Ronan Niall his best friend who he'd had an almost unbearable crush on since forever Lynch.

She smiled and giggled. "Oh that's so sweet. Let me see what I can do." She started typing again.

Adam stared down at his empty hand. Ronan would never agree to this. He didn't lie. He would never… fuck fuck fuck

"Okay, it'll have to be a bit of a quick turnaround. I'll need a new form with the wedding certificate by next week so that I can get you in under the wire. Will that be possible?"

He nodded his head so fast, he felt his brain shake. "Absolutely, we were planning on a small wedding anyway, so we can have a civil service and just throw a party later on." He grinned, hoping it didn't look as strained as it felt. "Neither of us are romantic."

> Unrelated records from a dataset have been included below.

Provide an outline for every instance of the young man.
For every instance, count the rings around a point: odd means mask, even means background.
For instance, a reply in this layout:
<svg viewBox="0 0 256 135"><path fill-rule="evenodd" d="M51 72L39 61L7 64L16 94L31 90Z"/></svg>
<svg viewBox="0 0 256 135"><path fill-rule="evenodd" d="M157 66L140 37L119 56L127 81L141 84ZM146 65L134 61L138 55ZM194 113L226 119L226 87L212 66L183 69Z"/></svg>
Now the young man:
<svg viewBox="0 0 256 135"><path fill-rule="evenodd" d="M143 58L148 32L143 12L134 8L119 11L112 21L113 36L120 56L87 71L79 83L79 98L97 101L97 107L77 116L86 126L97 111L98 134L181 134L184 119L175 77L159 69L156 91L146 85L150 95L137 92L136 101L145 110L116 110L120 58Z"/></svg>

She laughed. "I'm so glad. I've had to deliver this news to fifteen students so far from a multitude of courses and most have had to defer. Some good news was needed."

"Glad to be of service, m'dam."

The printer whirled to life behind her, and she spun around in the chair, catching the paper as it was spat out. "You won't need to fill out the entire form again. No more essays."

He laughed.

"Just the first few pages and an attached original copy of your marriage certificate." She turned and handed him the paper. "So let's say we meet back here on Monday and get you all sorted."

Five days. He had five days to convince his best friend to marry him, and then, they actually had to go through with it.

"Thank you so much for your help," he managed. "I really appreciate it."

She waved off his thanks. "Oh, you've made my week." She walked him to the door. "Have a lovely wedding," she said before saying goodbye and shutting the office door.